In my case, I had to check if the cut-outs I wanted were possible (left image) along with some of my more narrow color fill spaces (right image). 


After checking the cutout areas I was able to see that they were way too small and it was better to just fill them in with metal instead. As for the enamel fill, most of my areas were fine but there was a small spot on the hand that is borderline being too thin for fill. Now knowing this, I can better gauge how to adjust the artwork on the larger file to fix these spots.

Make the changes needed to the larger layered artwork, and keep checking until you are good!

NOTE: If your art is more complex with a lot of colors, you can always start checking specs usng just the linework (metal layer) and then go in and add your colors after. 

You are almost done! After you’ve made all your edits, got your layers sorted ( remember, don’t merge), you are now good to export your file as a PSD. 


Wrench Icon → Share → PSD  → Save to Files / Airdrop / Drive


Exporting as a PSD  can be a little wonky on Procreate depending on where you are exporting the file to. 


If you try and export it directly to email, 9 out of 10 times it’s going to be a hot mess.

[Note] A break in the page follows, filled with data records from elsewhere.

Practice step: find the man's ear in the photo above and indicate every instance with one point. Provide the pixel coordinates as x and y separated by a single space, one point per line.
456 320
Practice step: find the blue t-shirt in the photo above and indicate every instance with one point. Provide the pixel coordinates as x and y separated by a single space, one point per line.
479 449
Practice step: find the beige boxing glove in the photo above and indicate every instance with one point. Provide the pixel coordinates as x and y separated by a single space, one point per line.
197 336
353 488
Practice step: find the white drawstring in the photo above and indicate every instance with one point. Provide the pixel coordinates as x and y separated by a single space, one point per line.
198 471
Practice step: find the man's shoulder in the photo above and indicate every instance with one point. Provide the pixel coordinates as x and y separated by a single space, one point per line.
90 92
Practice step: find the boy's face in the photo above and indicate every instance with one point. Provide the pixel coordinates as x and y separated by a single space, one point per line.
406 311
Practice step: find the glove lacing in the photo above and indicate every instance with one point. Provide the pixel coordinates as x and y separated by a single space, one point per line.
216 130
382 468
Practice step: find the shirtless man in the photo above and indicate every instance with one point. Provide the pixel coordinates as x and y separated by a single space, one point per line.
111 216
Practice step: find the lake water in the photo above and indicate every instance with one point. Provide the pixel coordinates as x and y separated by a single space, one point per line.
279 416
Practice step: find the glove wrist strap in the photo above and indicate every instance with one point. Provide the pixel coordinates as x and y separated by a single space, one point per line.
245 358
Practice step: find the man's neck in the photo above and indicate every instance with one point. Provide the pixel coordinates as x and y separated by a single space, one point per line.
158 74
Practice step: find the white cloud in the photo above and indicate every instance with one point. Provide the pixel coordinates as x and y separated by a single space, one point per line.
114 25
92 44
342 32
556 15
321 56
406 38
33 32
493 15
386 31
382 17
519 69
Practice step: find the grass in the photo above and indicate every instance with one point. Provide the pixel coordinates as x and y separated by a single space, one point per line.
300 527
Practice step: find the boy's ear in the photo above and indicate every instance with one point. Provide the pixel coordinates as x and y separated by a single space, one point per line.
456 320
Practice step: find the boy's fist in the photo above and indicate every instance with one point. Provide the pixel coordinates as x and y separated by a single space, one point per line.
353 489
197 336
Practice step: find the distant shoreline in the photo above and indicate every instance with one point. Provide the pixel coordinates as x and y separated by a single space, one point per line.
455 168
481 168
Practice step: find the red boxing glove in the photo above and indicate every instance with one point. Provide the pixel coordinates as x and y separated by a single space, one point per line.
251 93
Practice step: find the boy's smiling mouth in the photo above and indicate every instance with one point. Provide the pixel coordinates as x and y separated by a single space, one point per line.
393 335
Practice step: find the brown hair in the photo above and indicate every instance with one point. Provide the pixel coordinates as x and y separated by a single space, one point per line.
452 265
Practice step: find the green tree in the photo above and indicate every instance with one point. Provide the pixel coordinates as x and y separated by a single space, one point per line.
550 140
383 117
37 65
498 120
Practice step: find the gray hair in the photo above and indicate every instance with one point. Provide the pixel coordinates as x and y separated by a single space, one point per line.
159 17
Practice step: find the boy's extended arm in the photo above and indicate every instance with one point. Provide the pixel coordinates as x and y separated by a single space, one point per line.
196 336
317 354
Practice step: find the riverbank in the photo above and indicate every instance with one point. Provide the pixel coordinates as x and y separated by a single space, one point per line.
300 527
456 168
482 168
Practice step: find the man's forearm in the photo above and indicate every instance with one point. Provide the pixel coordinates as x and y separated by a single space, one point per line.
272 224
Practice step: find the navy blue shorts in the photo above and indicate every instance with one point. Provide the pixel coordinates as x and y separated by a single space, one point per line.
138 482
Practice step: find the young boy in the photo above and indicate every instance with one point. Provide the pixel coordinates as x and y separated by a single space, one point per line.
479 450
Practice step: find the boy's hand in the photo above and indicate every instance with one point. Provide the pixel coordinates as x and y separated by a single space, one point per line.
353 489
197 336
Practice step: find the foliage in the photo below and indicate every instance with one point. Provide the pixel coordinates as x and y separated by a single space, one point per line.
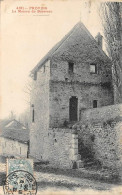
110 13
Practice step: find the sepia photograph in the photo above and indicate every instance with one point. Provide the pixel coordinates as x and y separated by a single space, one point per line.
61 97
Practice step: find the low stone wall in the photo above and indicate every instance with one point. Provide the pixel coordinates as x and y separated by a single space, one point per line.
104 113
63 147
101 131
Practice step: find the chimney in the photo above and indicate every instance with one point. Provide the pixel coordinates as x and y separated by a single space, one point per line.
99 38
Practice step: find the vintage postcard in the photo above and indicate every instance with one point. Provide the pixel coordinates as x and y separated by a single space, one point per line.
61 97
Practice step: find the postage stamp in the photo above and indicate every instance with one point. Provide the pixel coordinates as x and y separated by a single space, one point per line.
20 179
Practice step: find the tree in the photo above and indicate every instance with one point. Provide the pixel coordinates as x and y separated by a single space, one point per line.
111 18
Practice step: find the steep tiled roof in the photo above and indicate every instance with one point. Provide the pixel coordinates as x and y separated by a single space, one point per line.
53 50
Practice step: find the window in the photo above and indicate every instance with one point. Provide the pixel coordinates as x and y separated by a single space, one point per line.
44 68
33 113
93 68
71 67
20 150
94 103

PSD files tend to be on the larger size, and when trying to export directly to email a lot of times it gets auto converted to a JPEG or the file gets severely compressed to fit within the size limit.


The best thing to do is to export the file to your device itself, or something like google drive. If you have a mac you can also choose to airdrop it directly to your computer. Then send an email and manually attach the file. If the file is too large you can use a free file sharing service such as and shoot us the link to the download.


By doing this, you prevent the file from forcefully being compressed or converted and all your layers should be intact and good to go for vectoring!


Now you’re all set and ready to go! We hope this helps you out even just a little. I look forward to seeing everybody's designs!